We then extended our sensing platform to real-life applications. We collected packaged water bottles, which typically have a six-month expiration date. We wanted to assess if this timeframe poses a risk for MP contamination. To simulate this scenario, we stored ultrapure water (Milli-Q) water in a plastic water bottle, a cold beverage bottle and an infant feeding bottle (Fig. S21). After 90 days, which is typically half of the expiry date for storage in these bottles, we used our sensor array to check for MP contamination. We used ultrapure water as our control, assuming that it should give similar responses as other water stored in bottles. We observed significant deviations in the score plot for water stored in the plastic containers (Fig. 6a). From UV-vis analysis of the stored water, absorbance at 260 nm was obtained, thus indicating substantial release of MPs. The cold beverage bottle and the plastic water bottle showed higher absorbance compared to the infant feeding bottle (Fig. S21). The sensor was able to detect the MPs at A260 nm = 0.003 for polypropylene (infant feeding bottle) and A260 nm = 0.009 for PETs (cold beverage bottle and packaged water bottle). The presence of MPs was later confirmed through AFM and DLS (Fig. S22). This demonstrates the high sensitivity and accuracy of the sensing platform.

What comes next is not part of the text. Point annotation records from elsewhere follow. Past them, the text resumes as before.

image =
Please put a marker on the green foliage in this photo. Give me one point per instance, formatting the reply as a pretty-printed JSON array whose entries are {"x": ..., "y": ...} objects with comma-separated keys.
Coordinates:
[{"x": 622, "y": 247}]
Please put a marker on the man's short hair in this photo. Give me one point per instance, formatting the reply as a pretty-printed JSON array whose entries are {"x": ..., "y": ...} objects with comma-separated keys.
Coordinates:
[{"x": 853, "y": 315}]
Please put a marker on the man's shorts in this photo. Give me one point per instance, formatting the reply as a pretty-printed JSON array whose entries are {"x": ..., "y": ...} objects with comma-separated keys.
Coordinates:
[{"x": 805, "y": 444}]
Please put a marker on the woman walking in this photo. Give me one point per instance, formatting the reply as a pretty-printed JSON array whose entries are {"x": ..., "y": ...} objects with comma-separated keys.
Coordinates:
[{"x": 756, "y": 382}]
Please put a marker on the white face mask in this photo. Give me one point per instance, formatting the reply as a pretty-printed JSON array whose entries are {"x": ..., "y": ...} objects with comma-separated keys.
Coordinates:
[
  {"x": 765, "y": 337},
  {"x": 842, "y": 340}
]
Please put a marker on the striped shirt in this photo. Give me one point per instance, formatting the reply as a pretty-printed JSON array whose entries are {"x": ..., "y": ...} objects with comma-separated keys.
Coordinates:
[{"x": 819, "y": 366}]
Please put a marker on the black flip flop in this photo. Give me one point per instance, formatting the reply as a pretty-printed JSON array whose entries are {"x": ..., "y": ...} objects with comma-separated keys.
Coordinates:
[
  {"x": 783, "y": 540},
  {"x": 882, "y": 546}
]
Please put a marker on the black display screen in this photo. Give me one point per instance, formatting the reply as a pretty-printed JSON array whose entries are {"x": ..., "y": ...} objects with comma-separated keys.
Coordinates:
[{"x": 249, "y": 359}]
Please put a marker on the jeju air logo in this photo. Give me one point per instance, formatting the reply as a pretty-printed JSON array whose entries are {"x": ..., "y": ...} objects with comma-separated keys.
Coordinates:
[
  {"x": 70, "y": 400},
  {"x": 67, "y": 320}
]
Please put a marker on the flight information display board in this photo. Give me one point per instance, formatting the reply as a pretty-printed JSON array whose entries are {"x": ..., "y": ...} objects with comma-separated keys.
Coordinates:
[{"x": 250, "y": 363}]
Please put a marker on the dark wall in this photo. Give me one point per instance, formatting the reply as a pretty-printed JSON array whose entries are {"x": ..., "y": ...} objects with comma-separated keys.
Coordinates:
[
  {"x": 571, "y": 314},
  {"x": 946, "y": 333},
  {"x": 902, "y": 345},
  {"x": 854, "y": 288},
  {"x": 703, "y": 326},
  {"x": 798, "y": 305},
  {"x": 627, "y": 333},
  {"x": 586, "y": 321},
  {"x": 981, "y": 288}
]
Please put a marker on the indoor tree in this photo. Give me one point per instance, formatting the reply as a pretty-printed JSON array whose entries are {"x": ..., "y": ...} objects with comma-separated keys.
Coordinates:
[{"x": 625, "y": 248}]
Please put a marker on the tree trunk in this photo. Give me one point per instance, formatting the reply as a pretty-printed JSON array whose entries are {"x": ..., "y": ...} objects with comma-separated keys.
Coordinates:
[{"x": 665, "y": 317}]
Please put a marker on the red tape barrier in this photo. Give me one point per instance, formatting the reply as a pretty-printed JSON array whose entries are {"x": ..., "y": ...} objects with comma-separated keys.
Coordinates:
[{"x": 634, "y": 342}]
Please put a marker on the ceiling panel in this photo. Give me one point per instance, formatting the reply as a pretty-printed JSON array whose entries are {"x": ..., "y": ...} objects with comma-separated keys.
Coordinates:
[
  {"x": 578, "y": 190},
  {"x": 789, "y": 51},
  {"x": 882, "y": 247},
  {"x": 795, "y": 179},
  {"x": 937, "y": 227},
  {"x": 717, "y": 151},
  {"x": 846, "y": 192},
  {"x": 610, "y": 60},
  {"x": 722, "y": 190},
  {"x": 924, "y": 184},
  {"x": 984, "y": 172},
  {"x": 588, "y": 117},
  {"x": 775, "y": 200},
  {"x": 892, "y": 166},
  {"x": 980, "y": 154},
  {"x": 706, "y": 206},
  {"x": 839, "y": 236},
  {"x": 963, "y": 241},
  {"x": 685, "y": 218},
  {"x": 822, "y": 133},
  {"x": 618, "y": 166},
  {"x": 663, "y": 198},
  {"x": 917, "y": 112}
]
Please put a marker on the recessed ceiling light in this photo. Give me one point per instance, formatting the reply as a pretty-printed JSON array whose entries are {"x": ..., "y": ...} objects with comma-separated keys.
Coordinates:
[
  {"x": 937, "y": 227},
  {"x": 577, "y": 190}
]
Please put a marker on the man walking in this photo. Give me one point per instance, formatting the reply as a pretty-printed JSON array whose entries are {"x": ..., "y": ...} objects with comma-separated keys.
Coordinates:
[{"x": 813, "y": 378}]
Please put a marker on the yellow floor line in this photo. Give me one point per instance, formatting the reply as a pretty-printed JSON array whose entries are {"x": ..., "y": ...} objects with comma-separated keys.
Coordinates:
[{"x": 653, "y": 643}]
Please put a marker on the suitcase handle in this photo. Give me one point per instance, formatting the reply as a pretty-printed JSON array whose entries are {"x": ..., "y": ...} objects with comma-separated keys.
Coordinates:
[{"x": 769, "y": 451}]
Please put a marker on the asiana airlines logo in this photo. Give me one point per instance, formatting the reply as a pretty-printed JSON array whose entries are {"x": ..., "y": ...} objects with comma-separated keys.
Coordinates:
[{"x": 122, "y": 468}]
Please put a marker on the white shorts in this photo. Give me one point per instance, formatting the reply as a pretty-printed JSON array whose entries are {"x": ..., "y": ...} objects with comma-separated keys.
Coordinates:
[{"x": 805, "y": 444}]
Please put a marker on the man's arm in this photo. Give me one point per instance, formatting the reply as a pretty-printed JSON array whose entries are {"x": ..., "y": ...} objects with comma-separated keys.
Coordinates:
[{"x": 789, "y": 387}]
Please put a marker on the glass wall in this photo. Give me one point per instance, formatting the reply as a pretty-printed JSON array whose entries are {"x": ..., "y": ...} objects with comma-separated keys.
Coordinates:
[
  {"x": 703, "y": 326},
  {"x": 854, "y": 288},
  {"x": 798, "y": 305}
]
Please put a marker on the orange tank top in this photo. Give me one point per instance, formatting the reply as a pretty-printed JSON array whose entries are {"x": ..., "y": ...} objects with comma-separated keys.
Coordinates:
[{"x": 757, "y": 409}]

image file: d5nr02108a-f6.tif
Fig. 6 Detection of MP leachates from plastic water bottles. (a) Two-dimensional LDA score plot with 95% confidence ellipse, showing 100% classification accuracy of MP leachates. Water was stored in a cold beverage bottle, a packaged water bottle and an infant feeding bottle for 90 days and tested for MP contamination. (b) Two-dimensional LDA score plot with 95% confidence ellipse, showing 100% classification accuracy for MPs from packaged water bottles manufactured 1 day, 20 days, and 52 days ago.

Additionally, we collected real-life samples, namely packaged water bottles that were available on the market. To evaluate if MPs are released from different brands of packaged water bottles that were manufactured at different time intervals (1 day, 20 days and 52 days), we tested these water samples from these sealed bottles using our sensor array. The water sample from one day old packaged bottle was used as the control for this experiment. The canonical score plot demonstrates that the sensor system effectively discriminates the MPs released from packaged water bottles manufactured at various time points (Fig. 6b). Three water samples from different packaged water bottle manufacturers having different storage times were obtained and the sensor detected MPs in all the water samples (Fig. S23 and 24).

Our sensor array offers a user-friendly and efficient solution for detecting MPs, overcoming the limitations of existing sensor systems that often require multiple processing steps, such as heating or agitation with dyes; these traditional methods can be time-consuming and necessitate specialized equipment. In contrast, our optimized sensing platform is simple and easy to operate. It involves only the sequential addition of a dye and nGO after a brief waiting period. This straightforward approach demands minimal equipment and can deliver results within 60 minutes, making it highly practical for widespread use. Moreover, the simplicity of the process makes our sensor highly cost-effective, reducing the need for expensive materials and equipment. Given the extensive contamination of water and food with MPs due to the prevalent use of plastic containers, this sensor is an effective tool for rapid, reliable, and affordable detection of MPs. Its simplicity, speed, and cost-effectiveness make it ideal for various applications, ensuring timely identification and management of MP contamination.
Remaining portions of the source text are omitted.